Re: [RFC patch 14/19] bpf: Use migrate_disable() in hashtab code

From: Alexei Starovoitov
Date: Wed Feb 19 2020 - 23:20:00 EST


On Wed, Feb 19, 2020 at 10:17:28AM -0500, Mathieu Desnoyers wrote:
> ----- On Feb 18, 2020, at 6:36 PM, Alexei Starovoitov alexei.starovoitov@xxxxxxxxx wrote:
>
> [...]
>
> > If I can use migrate_disable() without RT it will help my work on sleepable
> > BPF programs.

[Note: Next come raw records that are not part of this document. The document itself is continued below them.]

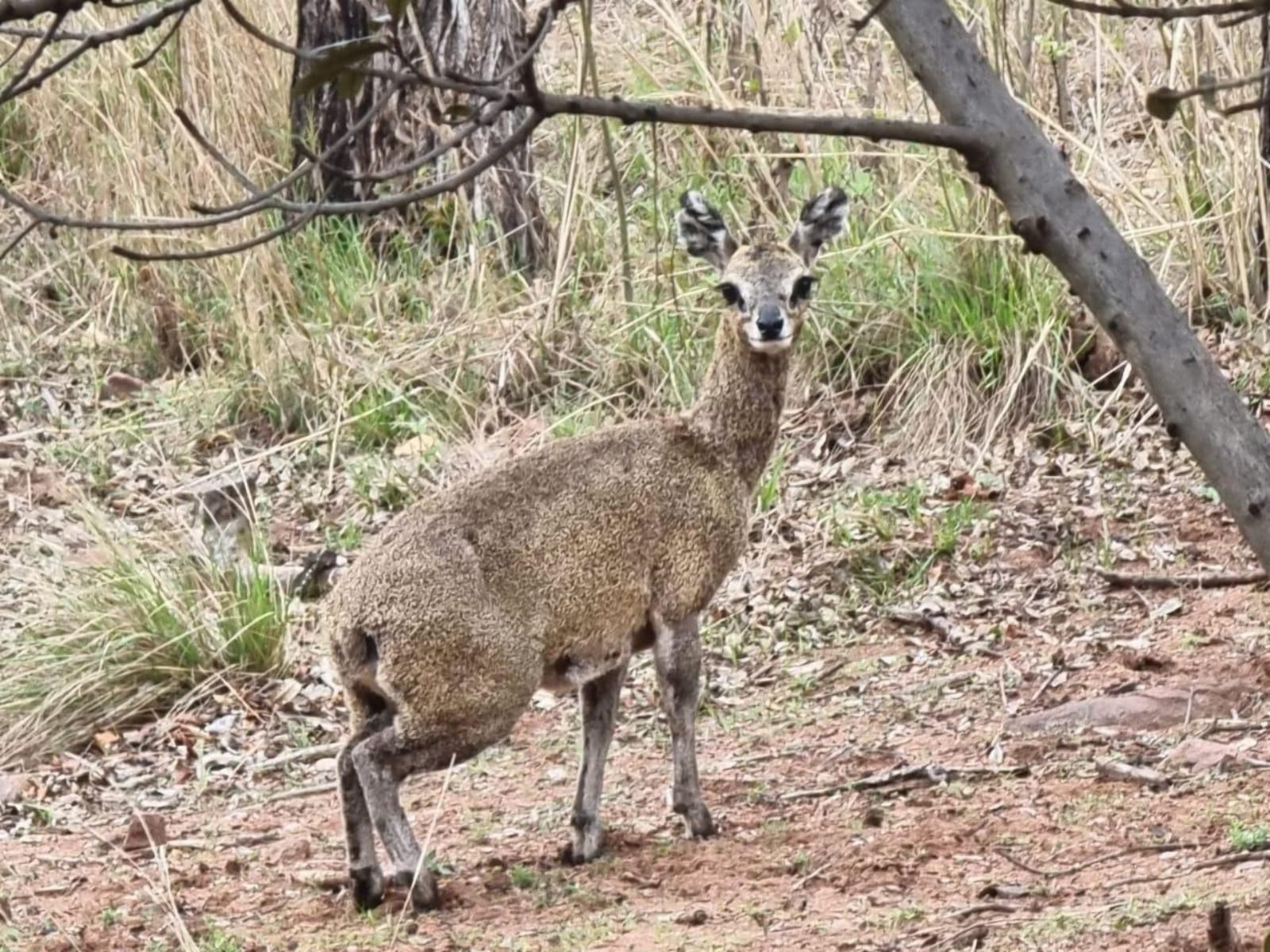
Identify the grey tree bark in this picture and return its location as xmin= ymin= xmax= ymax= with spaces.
xmin=879 ymin=0 xmax=1270 ymax=570
xmin=291 ymin=0 xmax=548 ymax=265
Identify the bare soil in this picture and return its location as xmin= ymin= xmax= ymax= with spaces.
xmin=0 ymin=411 xmax=1270 ymax=952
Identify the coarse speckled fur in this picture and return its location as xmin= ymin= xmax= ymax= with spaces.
xmin=324 ymin=189 xmax=846 ymax=908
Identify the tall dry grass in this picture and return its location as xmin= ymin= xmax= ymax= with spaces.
xmin=0 ymin=0 xmax=1265 ymax=762
xmin=0 ymin=0 xmax=1262 ymax=457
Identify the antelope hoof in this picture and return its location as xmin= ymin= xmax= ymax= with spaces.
xmin=560 ymin=820 xmax=605 ymax=866
xmin=675 ymin=804 xmax=716 ymax=839
xmin=348 ymin=866 xmax=383 ymax=912
xmin=392 ymin=869 xmax=441 ymax=912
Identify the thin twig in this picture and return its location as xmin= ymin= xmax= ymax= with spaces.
xmin=849 ymin=0 xmax=891 ymax=33
xmin=0 ymin=0 xmax=199 ymax=103
xmin=1094 ymin=569 xmax=1270 ymax=589
xmin=993 ymin=843 xmax=1204 ymax=880
xmin=389 ymin=754 xmax=455 ymax=948
xmin=0 ymin=13 xmax=66 ymax=103
xmin=263 ymin=782 xmax=338 ymax=804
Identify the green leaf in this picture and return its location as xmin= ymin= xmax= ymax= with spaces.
xmin=1147 ymin=86 xmax=1183 ymax=122
xmin=291 ymin=36 xmax=389 ymax=99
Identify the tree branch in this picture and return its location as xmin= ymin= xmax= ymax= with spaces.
xmin=0 ymin=0 xmax=87 ymax=23
xmin=525 ymin=93 xmax=989 ymax=155
xmin=0 ymin=0 xmax=201 ymax=104
xmin=0 ymin=0 xmax=991 ymax=260
xmin=1049 ymin=0 xmax=1270 ymax=21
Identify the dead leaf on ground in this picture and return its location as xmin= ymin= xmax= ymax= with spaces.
xmin=123 ymin=814 xmax=167 ymax=852
xmin=1008 ymin=683 xmax=1255 ymax=731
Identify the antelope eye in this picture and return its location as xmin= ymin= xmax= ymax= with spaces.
xmin=790 ymin=274 xmax=815 ymax=305
xmin=719 ymin=282 xmax=745 ymax=307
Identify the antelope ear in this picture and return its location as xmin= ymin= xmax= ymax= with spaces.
xmin=675 ymin=192 xmax=737 ymax=274
xmin=790 ymin=188 xmax=847 ymax=267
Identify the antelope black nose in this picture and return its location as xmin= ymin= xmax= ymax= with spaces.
xmin=754 ymin=305 xmax=785 ymax=340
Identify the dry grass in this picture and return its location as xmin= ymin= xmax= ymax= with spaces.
xmin=0 ymin=0 xmax=1260 ymax=448
xmin=0 ymin=510 xmax=288 ymax=762
xmin=0 ymin=0 xmax=1264 ymax=760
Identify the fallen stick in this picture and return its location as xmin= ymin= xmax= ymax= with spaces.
xmin=248 ymin=744 xmax=343 ymax=777
xmin=264 ymin=783 xmax=338 ymax=804
xmin=992 ymin=843 xmax=1204 ymax=880
xmin=781 ymin=764 xmax=1031 ymax=801
xmin=1094 ymin=569 xmax=1270 ymax=589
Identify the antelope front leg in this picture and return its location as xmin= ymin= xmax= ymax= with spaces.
xmin=561 ymin=662 xmax=626 ymax=863
xmin=652 ymin=613 xmax=715 ymax=836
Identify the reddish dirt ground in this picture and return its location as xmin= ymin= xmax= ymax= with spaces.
xmin=7 ymin=432 xmax=1270 ymax=952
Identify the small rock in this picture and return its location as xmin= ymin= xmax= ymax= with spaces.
xmin=0 ymin=773 xmax=32 ymax=804
xmin=123 ymin=814 xmax=167 ymax=850
xmin=485 ymin=872 xmax=512 ymax=892
xmin=675 ymin=909 xmax=710 ymax=925
xmin=278 ymin=839 xmax=314 ymax=863
xmin=102 ymin=370 xmax=148 ymax=400
xmin=1162 ymin=738 xmax=1241 ymax=773
xmin=203 ymin=713 xmax=237 ymax=736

I would only have to worry about rcu_read_lock() since
> > preempt_disable() is nicely addressed.
>
> Hi Alexei,
>
> You may want to consider using SRCU rather than RCU if you need to sleep while
> holding a RCU read-side lock.
>
> This is the synchronization approach I consider for adding the ability to take page
> faults when doing syscall tracing.
>
> Then you'll be able to replace preempt_disable() by combining SRCU and
> migrate_disable():
>
> AFAIU eBPF currently uses preempt_disable() for two reasons:
>
> - Ensure the thread is not migrated,
> -> can be replaced by migrate_disable() in RT
> - Provide RCU existence guarantee through sched-RCU
> -> can be replaced by SRCU, which allows sleeping and taking page faults.

bpf is using normal rcu to protect map values
and rcu+preempt to protect per-cpu map values.
srcu is certainly under consideration. It hasn't been used due to performance
implications. atomics and barriers are too heavy for certain use cases. So we
have to keep rcu where performance matters, but cannot fork map implementations
to rcu and srcu due to huge code bloat. So far I've been thinking to introduce
explicit helper bpf_rcu_read_lock() and let programs use it directly instead of
implicit rcu_read_lock() that is done outside of bpf prog. The tricky part is
teaching verifier to enforce critical section.